PATTERN Cited by 1 source
Fixed CPU pinning for latency-sensitive pool¶
Statement¶
For latency-sensitive connection pooler workloads (and,
by extension, any low-latency network middleware), pin the
pod to an exclusive physical CPU — don't let the scheduler
float it across cores or land it on a sibling hyperthread of
a busy core. On Kubernetes, this means running the pod as
Guaranteed QoS with integer CPU requests and enabling the
CPU Manager static
policy (with full-pcpus-only for HT-aware allocation).
When to use it¶
- Connection poolers (PgBouncer, Envoy in pooling roles, Odyssey, Pgpool-II).
- Low-latency service proxies and API gateways.
- Media / VoIP gateways and realtime protocol bridges.
- Any single-threaded, event-loop process that dominates one core's worth of CPU and for which p99 latency matters.
Why it works¶
Pinning eliminates three latency sources:
- Sibling-HT contention — softirq NET_RX/NET_TX handlers running alongside another network-heavy process on the sibling hyperthread suffer contention for shared microarchitectural resources. See concepts/hyperthread-softirq-contention.
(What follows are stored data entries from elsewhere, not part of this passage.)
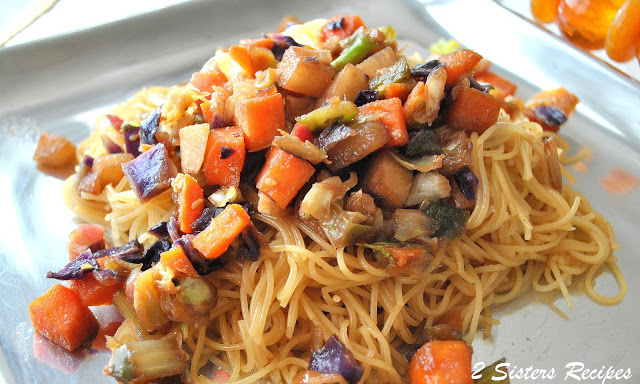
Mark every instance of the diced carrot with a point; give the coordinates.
(241, 56)
(340, 26)
(473, 110)
(147, 300)
(176, 259)
(54, 151)
(84, 237)
(61, 316)
(261, 58)
(261, 42)
(503, 86)
(392, 116)
(190, 200)
(415, 100)
(193, 143)
(302, 132)
(399, 90)
(224, 228)
(283, 175)
(205, 81)
(441, 362)
(224, 157)
(458, 63)
(260, 119)
(94, 293)
(453, 319)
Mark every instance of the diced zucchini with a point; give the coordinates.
(386, 178)
(306, 71)
(346, 85)
(398, 72)
(365, 138)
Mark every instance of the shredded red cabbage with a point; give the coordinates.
(110, 145)
(201, 264)
(366, 96)
(87, 261)
(76, 269)
(424, 70)
(550, 115)
(150, 173)
(281, 43)
(149, 127)
(132, 139)
(334, 357)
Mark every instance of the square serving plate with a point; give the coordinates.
(63, 84)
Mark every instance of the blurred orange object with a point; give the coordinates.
(624, 32)
(586, 22)
(545, 11)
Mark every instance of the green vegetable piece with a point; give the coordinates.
(489, 374)
(425, 142)
(320, 118)
(341, 231)
(380, 251)
(449, 220)
(358, 51)
(195, 292)
(146, 360)
(389, 33)
(398, 72)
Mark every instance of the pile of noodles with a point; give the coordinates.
(522, 234)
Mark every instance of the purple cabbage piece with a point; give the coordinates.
(550, 115)
(201, 264)
(149, 127)
(365, 97)
(130, 252)
(425, 69)
(152, 255)
(334, 357)
(132, 139)
(468, 183)
(172, 229)
(87, 261)
(76, 269)
(109, 145)
(473, 83)
(281, 43)
(336, 24)
(150, 173)
(217, 121)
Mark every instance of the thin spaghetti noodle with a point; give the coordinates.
(522, 234)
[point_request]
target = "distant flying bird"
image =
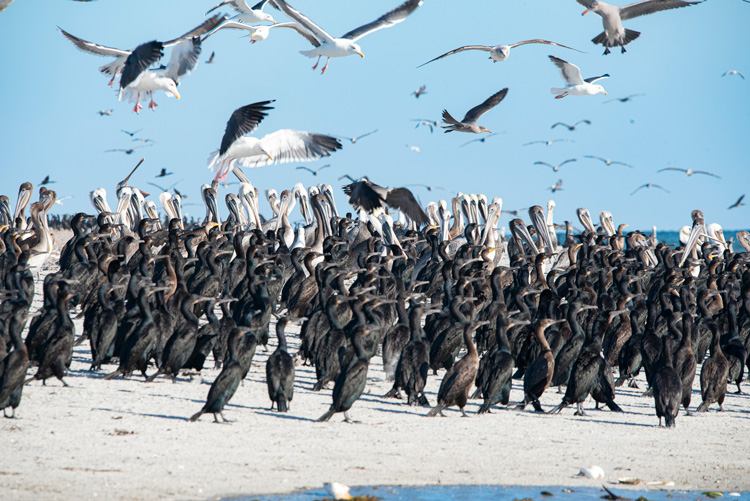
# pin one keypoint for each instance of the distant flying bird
(649, 185)
(556, 168)
(614, 33)
(469, 122)
(328, 46)
(498, 52)
(370, 196)
(733, 72)
(282, 146)
(690, 172)
(481, 139)
(571, 127)
(623, 99)
(355, 139)
(738, 203)
(549, 142)
(313, 172)
(608, 161)
(429, 123)
(245, 13)
(575, 85)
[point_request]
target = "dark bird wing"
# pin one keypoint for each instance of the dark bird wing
(485, 48)
(385, 21)
(403, 200)
(477, 111)
(651, 6)
(243, 121)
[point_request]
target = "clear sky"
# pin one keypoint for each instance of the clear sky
(688, 116)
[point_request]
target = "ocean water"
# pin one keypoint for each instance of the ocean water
(498, 493)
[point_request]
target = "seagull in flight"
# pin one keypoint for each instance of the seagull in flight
(498, 53)
(469, 122)
(313, 172)
(328, 46)
(556, 168)
(738, 203)
(575, 85)
(571, 127)
(690, 172)
(608, 161)
(649, 185)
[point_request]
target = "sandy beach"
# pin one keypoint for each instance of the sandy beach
(126, 439)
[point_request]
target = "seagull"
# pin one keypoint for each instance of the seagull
(738, 203)
(571, 127)
(116, 67)
(498, 52)
(429, 123)
(556, 187)
(370, 196)
(481, 139)
(355, 139)
(574, 84)
(690, 172)
(313, 172)
(328, 46)
(649, 185)
(556, 168)
(469, 122)
(614, 33)
(245, 13)
(608, 161)
(549, 142)
(623, 99)
(282, 146)
(733, 72)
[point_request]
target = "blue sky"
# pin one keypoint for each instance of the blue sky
(688, 117)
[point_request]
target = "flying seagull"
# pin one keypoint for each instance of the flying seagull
(575, 85)
(469, 122)
(608, 161)
(498, 52)
(649, 185)
(571, 127)
(370, 196)
(313, 172)
(614, 33)
(556, 168)
(690, 172)
(738, 203)
(328, 46)
(282, 146)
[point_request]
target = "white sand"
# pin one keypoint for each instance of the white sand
(131, 440)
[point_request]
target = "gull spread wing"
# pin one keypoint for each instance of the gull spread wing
(301, 19)
(288, 145)
(243, 121)
(485, 48)
(473, 114)
(570, 72)
(651, 6)
(385, 21)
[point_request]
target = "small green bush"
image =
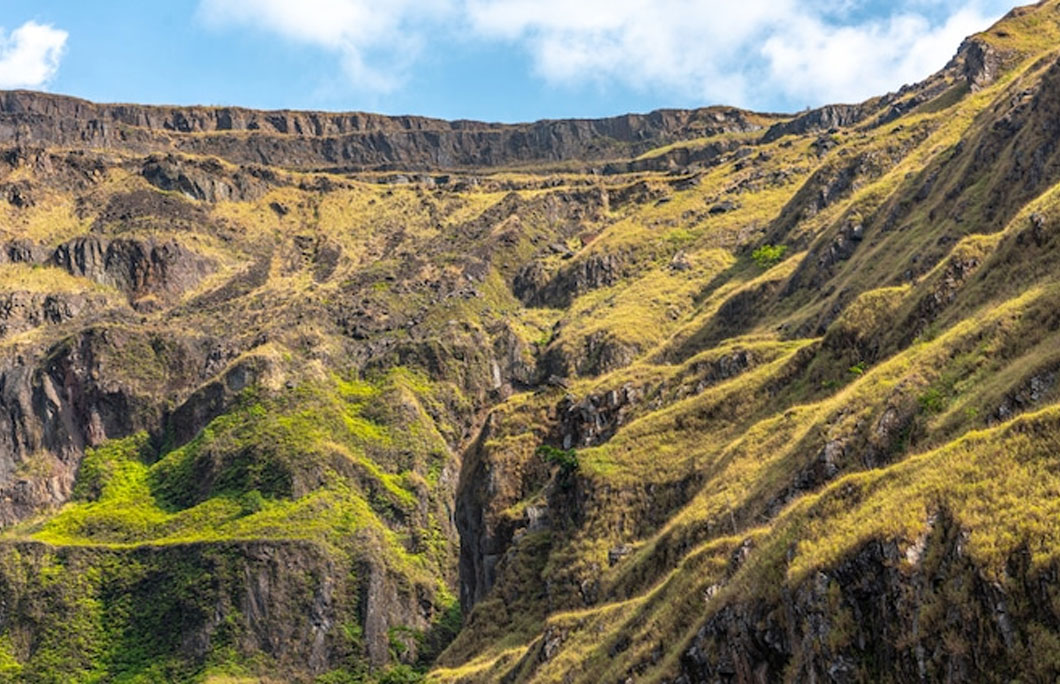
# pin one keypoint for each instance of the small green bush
(769, 256)
(566, 459)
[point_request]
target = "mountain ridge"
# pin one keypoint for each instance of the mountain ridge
(777, 403)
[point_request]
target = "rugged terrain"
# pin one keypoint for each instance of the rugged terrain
(686, 397)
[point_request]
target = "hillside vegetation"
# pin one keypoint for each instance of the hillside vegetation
(690, 397)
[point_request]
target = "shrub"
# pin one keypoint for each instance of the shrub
(565, 458)
(769, 256)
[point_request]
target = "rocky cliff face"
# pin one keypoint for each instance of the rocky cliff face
(319, 397)
(319, 140)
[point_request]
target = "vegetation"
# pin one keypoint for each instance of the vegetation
(847, 440)
(769, 256)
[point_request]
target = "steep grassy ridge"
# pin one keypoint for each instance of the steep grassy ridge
(703, 396)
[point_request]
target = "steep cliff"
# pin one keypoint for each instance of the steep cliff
(685, 397)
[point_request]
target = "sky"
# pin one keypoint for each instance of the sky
(484, 59)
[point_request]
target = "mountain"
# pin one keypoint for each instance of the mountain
(685, 397)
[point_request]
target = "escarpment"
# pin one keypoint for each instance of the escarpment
(685, 397)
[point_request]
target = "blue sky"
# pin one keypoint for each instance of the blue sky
(489, 59)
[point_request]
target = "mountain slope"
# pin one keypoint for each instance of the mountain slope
(694, 396)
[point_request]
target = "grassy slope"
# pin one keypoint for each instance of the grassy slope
(356, 466)
(743, 445)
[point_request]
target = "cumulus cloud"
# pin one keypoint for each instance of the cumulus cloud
(376, 41)
(746, 53)
(743, 52)
(30, 55)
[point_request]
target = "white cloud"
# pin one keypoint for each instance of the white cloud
(743, 53)
(375, 39)
(746, 53)
(823, 63)
(30, 55)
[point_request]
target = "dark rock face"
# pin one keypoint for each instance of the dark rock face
(317, 140)
(881, 614)
(206, 181)
(134, 266)
(823, 119)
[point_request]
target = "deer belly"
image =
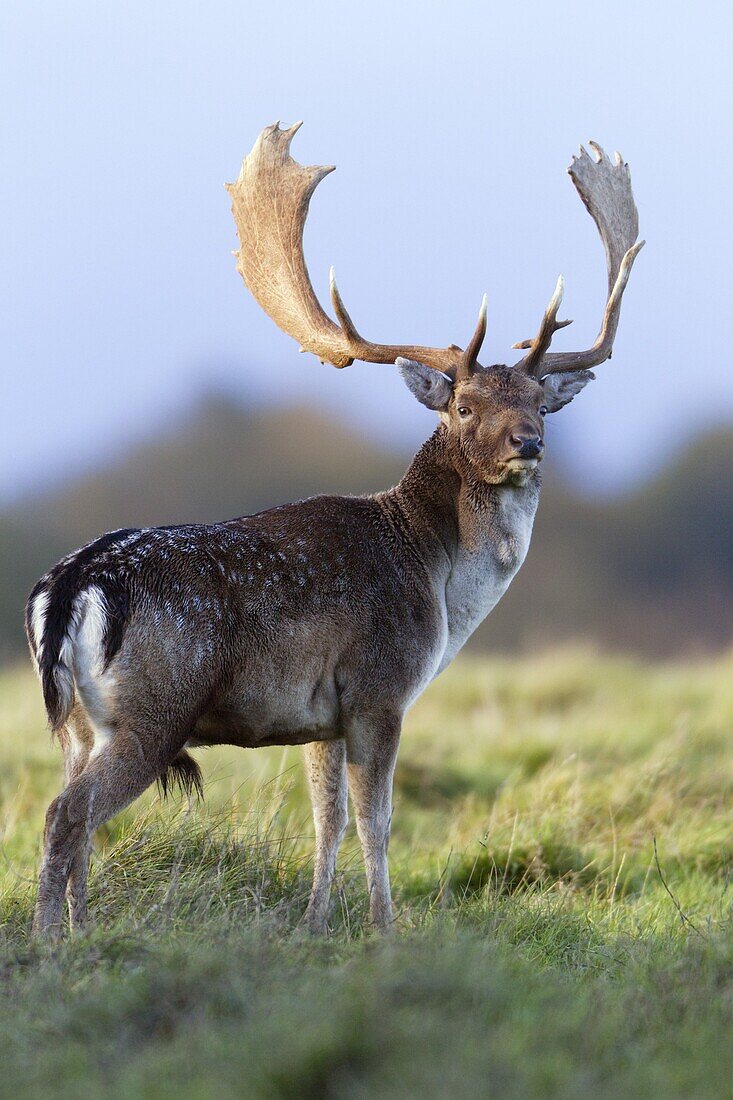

- CPU migration — the kernel's load balancer moves pods between cores, flushing cache and TLB.
- Noisy-neighbour preemption — other pods on the same core take CPU time, inflating run-queue latency.
The combined effect in Zalando's PgBouncer benchmark: ~2× latency improvement (one isolated physical core vs. two HT-siblings sharing a core).
Implementation¶
Kubernetes path:
apiVersion: v1
kind: Pod
spec:
containers:
- name: pgbouncer
resources:
requests: # integer CPU → Guaranteed QoS
cpu: "2"
memory: "128Mi"
limits:
cpu: "2"
memory: "128Mi"
Plus kubelet flags on the node:
--cpu-manager-policy=static
--cpu-manager-policy-options=full-pcpus-only=true
--reserved-cpus=0-1 # reserve for kubelet/system
Non-Kubernetes path: taskset -c 4,5 pgbouncer ... or
cgroup cpuset.cpus.
Trade-offs¶
- Reduces node packing density — exclusive CPUs mean fewer pods per node.
- Requires capacity planning — system daemons, kubelet, container runtime need reserved CPUs.
- Not free in cloud cost: dedicated cores cost more per request than shared.
- Breaks for bursty workloads — a pinned pod can't steal spare capacity from idle cores.
Seen in¶
- sources/2020-06-23-zalando-pgbouncer-on-kubernetes-minimal-latency — Zalando's prescription for operators that can't tolerate the latency variability of the AZ-spread pooler deployment. Kukushkin: "In view of these results it could be beneficial to configure CPU manager in the cluster, so that this would not be an issue."